The Market in Crypto-Assets (MiCA) legislation has received unanimous approval from European Union (EU) members as the union moves towards tougher crypto regulations.
Crypto regulation is finally seeing the light of day, with various governments adopting it worldwide. Now, the European Union has also approved its much-awaited MiCA rules for crypto regulations.
All 27 Members Approved MiCA Rules for Crypto Regulations
The MiCA bill suffered multiple delays, but was deemed necessary, especially after the FTX collapse. Finally, last month it received approval from EU members.
And on Tuesday, all 27 finance ministers cast their final votes in favor of the MiCA law.
According to the IB Times, the rules are particularly aimed at closing the loopholes in the system that allow avoiding taxes. Sweden’s Finance Minister, Elisabeth Svantesson, says, “This reduces the risk of crypto assets being used as a safe haven for tax avoidance and tax fraud.”
The implementation of MiCA legislation will start in July 2024.

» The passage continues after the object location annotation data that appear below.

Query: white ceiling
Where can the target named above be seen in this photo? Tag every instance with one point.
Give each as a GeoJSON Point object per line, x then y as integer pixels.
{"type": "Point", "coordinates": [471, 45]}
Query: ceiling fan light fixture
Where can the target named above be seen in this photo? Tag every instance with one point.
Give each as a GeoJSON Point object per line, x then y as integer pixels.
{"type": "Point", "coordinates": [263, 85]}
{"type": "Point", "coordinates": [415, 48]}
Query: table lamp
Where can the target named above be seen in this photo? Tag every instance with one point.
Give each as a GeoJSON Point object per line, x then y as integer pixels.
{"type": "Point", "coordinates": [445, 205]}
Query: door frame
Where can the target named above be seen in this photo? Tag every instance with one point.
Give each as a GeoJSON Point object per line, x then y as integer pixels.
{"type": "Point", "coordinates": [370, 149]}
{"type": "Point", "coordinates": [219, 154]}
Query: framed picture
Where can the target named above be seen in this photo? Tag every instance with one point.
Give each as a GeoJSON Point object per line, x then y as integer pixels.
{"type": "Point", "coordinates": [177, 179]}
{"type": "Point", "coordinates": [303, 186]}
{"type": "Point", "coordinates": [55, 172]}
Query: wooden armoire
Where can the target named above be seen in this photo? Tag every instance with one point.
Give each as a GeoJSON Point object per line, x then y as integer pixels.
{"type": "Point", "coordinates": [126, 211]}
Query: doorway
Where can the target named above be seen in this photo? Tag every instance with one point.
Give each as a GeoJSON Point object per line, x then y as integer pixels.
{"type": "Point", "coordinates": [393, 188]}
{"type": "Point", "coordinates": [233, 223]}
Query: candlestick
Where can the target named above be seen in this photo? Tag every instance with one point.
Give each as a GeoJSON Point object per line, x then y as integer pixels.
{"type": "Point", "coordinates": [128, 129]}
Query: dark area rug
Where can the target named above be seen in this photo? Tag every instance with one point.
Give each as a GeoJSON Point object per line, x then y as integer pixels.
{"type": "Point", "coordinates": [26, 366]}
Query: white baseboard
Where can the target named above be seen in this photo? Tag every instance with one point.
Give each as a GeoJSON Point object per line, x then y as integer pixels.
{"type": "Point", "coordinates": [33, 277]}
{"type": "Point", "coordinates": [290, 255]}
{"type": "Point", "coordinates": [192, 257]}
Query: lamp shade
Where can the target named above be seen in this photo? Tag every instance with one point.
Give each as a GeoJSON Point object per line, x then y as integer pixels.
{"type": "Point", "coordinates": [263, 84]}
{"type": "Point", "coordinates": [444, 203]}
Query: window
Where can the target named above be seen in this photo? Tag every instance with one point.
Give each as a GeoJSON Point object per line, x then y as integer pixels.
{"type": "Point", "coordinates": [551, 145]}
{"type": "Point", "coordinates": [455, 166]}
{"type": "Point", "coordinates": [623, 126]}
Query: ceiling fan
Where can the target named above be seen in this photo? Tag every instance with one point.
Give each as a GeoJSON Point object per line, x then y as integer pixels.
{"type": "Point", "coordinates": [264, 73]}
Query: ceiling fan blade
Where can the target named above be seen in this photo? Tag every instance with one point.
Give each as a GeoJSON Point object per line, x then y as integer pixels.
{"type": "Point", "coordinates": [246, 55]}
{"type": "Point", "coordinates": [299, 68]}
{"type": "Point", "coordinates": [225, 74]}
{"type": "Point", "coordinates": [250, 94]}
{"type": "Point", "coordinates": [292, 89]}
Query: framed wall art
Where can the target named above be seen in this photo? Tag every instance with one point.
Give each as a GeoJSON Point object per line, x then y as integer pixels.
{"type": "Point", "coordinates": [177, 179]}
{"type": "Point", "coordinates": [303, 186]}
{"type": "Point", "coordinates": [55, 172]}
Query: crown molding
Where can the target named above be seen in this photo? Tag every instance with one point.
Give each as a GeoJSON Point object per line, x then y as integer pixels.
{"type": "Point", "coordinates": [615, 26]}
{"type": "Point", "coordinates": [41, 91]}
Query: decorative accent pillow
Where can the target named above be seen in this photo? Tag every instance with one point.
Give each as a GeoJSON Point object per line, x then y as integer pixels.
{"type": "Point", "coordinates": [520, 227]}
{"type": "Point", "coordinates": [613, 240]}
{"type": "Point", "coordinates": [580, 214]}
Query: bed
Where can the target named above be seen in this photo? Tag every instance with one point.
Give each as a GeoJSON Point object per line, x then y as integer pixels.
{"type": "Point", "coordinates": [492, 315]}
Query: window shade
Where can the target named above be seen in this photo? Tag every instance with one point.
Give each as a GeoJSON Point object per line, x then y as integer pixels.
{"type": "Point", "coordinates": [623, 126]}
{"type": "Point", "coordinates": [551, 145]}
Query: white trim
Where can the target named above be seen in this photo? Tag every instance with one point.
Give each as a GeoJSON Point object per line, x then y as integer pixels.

Gary Gensler: Rules for Crypto Already Published
While the EU and other major countries are towards clear crypto regulation, the Securities and Exchange Commission (SEC) is unwilling to prepare specific guidelines.
In a conversation with Tom Barkin, the President of the Federal Reserves Bank of Richmond, SEC chair Gary Gensler affirmed that rules for crypto are already published. He said:
“Our agency has put out rules about what it is to be an exchange, what it means to be a broker-dealer, what it is to be an adviser of custody and assets, and how to register a securities offering.
Those rules exist, and there’s nothing about a new technology that makes it non-consistent with the public policies that Congress has laid out.”
Earlier today, BeInCrypto reported that the SEC refused Coinbase’s request for specific guidelines on crypto regulations. The SEC’s response came after the court ordered it to answer Coinbase’s appeal on May 4.